UN peacekeeping force in Lebanon urges 'maximum restraint' after Israel, Hezbollah trade cross-border fire
"UNIFIL is following up on the firing across the Blue Line" between Lebanon and Israel, said Andrea Tenenti, spokesman for the UN Interim Force in Lebanon.
UNIFIL chief "Major General Stefano Del Col is in contact with the parties urging the maximum restraint and asked to cease all activities," he told AFP.
Israel said it returned fire on Sunday after anti-tank missiles from Lebanon hit targets inside its territory, raising fears of a serious escalation with Hezbollah after a week of rising tensions.
Hezbollah claimed it destroyed an Israeli military vehicle and killed and wounded those inside, but Israel has not commented in detail.

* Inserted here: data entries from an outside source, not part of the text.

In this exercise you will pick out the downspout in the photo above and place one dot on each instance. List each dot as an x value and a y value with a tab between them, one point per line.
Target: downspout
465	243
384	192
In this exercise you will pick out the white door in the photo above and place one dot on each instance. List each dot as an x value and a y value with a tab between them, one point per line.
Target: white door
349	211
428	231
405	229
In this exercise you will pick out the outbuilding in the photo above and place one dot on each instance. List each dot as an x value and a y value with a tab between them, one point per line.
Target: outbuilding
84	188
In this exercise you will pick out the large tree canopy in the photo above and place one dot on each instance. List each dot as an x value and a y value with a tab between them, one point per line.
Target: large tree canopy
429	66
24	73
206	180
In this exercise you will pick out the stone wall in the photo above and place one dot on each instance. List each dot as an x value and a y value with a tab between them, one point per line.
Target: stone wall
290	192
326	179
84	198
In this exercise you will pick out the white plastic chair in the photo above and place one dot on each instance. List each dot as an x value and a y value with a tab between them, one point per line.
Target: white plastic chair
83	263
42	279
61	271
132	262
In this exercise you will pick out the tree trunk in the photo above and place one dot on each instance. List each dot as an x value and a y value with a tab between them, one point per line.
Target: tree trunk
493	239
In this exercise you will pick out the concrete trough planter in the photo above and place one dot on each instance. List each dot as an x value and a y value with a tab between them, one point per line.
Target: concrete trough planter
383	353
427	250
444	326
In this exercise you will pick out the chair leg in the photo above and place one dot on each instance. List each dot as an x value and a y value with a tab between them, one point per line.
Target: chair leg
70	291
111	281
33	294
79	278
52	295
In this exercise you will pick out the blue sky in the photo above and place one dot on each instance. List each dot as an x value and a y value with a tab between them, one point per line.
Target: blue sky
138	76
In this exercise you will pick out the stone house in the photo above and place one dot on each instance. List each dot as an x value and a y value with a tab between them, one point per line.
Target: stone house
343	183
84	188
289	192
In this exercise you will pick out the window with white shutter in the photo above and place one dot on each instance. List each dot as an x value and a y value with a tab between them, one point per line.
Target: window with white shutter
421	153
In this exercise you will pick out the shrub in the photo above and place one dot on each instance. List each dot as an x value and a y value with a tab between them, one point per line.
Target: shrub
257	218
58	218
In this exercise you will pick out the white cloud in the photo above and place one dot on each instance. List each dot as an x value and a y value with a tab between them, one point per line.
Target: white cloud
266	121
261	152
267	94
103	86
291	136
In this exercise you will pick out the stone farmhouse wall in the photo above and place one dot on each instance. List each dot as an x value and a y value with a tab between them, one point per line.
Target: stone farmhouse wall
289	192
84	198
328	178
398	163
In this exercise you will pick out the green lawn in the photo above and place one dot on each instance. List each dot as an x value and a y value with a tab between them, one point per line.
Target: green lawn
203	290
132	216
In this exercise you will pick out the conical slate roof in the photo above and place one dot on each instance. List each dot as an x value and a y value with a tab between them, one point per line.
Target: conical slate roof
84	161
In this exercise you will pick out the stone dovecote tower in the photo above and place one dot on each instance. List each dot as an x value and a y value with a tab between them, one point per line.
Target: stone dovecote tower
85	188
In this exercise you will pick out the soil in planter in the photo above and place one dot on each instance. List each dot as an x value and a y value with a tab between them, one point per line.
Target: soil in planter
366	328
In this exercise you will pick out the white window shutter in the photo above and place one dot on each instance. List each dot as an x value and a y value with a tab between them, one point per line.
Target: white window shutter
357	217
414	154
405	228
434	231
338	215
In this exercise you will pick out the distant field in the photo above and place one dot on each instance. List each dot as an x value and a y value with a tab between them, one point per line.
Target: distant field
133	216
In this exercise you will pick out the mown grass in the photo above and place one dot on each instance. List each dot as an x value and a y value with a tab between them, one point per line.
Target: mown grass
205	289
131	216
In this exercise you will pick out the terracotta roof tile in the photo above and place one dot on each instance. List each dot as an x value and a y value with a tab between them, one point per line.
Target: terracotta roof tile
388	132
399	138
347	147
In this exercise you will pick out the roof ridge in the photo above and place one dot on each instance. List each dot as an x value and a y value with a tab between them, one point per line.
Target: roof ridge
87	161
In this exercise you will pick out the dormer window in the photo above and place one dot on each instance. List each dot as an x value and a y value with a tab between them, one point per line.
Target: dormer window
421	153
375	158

Lebanon's Prime Minister Saad Hariri urged the United States and France to intervene, contacting US Secretary of State Mike Pompeo and French President Emmanuel Macron's diplomatic adviser to do so.
Tensions have risen in the last week between Israel and its enemy Hezbollah, the Lebanese Shia movement backed by Iran.
Hezbollah chief Hassan Nasrallah said on Saturday the group's response to an alleged Israeli drone attack on the group's Beirut stronghold had been "decided".
The pre-dawn August 25 attack involved two drones - one exploded and caused damage to a Hezbollah-run media centre and another crashed without detonating due to technical failure.
Israel has not claimed responsibility for the incident.
Sunday's escalation comes just ahead of Israel's September 17 election.
Israeli Prime Minister Benjamin Netanyahu is seen as wanting to avoid a major conflict before then due to the political risk involved, but he has also warned Lebanon and Hezbollah to "be careful."
Addressing Nasrallah, Netanyahu told a conference in Jerusalem on Tuesday that "he knows very well that the state of Israel knows how to defend itself well, and to repay its enemies".
He suggested that Nasrallah "calm down".
But while Nasrallah has issued warnings to Israel, Hezbollah's number two Naim Qassem in an interview with Russia Today last week played down talk of a "war atmosphere."
"The atmosphere is an atmosphere of response to an aggression," he said.
A 2006 war between Israel and Hezbollah took the lives of 1,200 Lebanese, mostly civilians, and more than 160 Israelis, mostly soldiers.